5. The two families—the Smiths, the Wongs—with assigned dinner seating at the same table as Jesse are planning to convince—or coerce, if necessary—Jesse to “hang out” with them in one of their rooms the last night of the cruise, with intent to “feed him alcohol until he does something ‘out-of-character,'” which someone will film with their iPhone and put on YouTube.
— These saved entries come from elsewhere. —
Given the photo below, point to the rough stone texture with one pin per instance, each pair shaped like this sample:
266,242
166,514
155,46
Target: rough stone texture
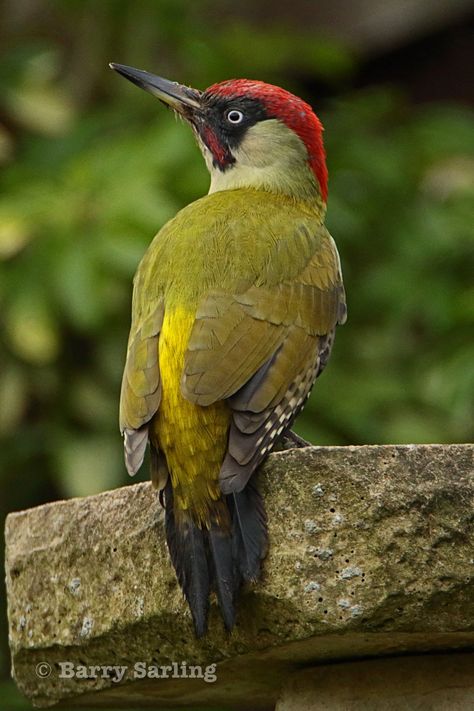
425,683
372,553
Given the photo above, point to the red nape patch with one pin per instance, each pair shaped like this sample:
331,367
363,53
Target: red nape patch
293,111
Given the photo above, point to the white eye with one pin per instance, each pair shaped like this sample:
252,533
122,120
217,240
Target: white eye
233,116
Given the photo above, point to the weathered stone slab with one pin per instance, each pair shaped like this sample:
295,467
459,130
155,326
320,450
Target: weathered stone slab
372,553
425,683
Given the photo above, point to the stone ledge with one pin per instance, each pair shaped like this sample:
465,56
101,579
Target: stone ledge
372,554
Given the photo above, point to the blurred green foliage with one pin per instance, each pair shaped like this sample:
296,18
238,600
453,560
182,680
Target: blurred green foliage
92,167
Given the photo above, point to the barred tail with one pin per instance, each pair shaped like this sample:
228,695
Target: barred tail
218,558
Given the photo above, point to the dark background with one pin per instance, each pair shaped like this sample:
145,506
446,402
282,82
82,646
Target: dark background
91,167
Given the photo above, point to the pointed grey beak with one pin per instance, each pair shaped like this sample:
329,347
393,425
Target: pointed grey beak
180,98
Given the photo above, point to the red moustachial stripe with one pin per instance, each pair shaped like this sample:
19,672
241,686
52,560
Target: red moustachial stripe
293,111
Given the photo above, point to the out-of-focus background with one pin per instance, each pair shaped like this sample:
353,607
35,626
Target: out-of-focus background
91,167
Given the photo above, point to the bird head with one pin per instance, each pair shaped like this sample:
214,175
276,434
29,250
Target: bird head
251,134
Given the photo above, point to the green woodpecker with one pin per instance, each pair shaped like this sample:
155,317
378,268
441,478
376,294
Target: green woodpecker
234,309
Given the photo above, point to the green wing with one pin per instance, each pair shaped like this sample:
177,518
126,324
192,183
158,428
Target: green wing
261,350
141,391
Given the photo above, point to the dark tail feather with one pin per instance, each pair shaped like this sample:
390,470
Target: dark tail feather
187,547
226,577
222,555
249,531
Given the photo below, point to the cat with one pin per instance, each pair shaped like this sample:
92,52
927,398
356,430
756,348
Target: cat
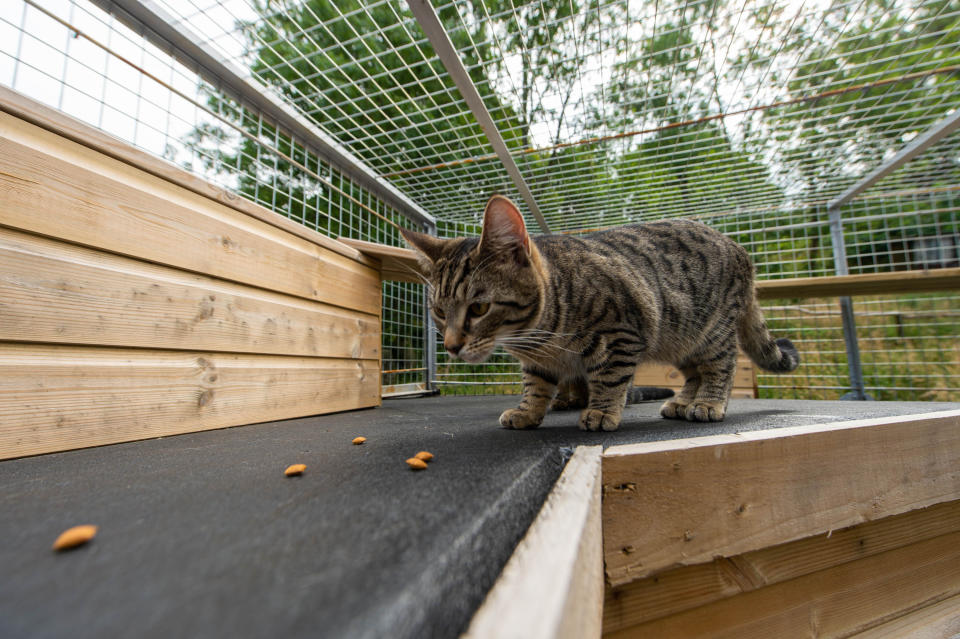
580,313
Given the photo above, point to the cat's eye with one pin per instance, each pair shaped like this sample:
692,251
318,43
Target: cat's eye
479,308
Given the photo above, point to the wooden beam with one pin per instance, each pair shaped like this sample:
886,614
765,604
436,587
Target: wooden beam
935,621
70,128
836,602
62,397
687,501
396,264
689,587
552,586
66,294
57,188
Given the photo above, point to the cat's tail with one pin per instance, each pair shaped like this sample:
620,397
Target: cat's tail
774,355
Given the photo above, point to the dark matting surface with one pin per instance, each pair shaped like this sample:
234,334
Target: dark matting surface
202,535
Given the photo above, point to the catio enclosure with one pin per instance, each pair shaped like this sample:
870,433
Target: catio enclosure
817,134
200,205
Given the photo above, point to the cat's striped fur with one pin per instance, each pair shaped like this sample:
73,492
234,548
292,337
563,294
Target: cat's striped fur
581,312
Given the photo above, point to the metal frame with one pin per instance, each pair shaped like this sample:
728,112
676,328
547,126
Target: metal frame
161,29
915,147
443,47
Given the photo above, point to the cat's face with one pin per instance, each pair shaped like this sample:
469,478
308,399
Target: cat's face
482,293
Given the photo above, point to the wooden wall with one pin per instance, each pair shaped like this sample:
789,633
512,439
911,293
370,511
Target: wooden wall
837,530
133,304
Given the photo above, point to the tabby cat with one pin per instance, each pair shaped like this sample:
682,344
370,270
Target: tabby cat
581,312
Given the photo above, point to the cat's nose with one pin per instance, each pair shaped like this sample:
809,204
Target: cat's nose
453,343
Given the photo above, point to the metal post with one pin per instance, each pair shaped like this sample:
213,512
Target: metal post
846,308
915,147
429,340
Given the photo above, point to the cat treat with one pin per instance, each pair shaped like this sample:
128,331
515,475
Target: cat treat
581,312
73,537
416,464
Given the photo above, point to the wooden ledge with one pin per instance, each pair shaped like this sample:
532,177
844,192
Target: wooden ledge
400,264
57,122
552,586
684,502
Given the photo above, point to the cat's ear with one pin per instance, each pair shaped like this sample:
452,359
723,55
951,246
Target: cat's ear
428,246
504,230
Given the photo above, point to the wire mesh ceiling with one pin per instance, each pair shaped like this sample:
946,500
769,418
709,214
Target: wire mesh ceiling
615,111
Jesse should discover this when he’s had five glasses of wine and Michelle Smith—the 39-year-old mother of Ken, 14, and Sharon, 12—is pouring him his sixth glass of red wine and Paul Wong, the husband of the Wong family, himself on his eighth glass of wine, lying on his back on a top-bunk bed, points the TV remote at Jesse and says while looking not at Jesse but, with unfocused eyes, in the direction of his wife, who is lying on another top-bunk bed, [something Jesse is only able to discern, somewhat disbelievingly, though without much alarm, due to being drunk, and actually having been in a lot of situations like this before, as “that’s his sixth glass, just keep filming now and just don’t stop, just Jesse Eisenberg being drunk will just be really funny, there’s one of that other guy got like 400,000 views, just don’t stop filming”].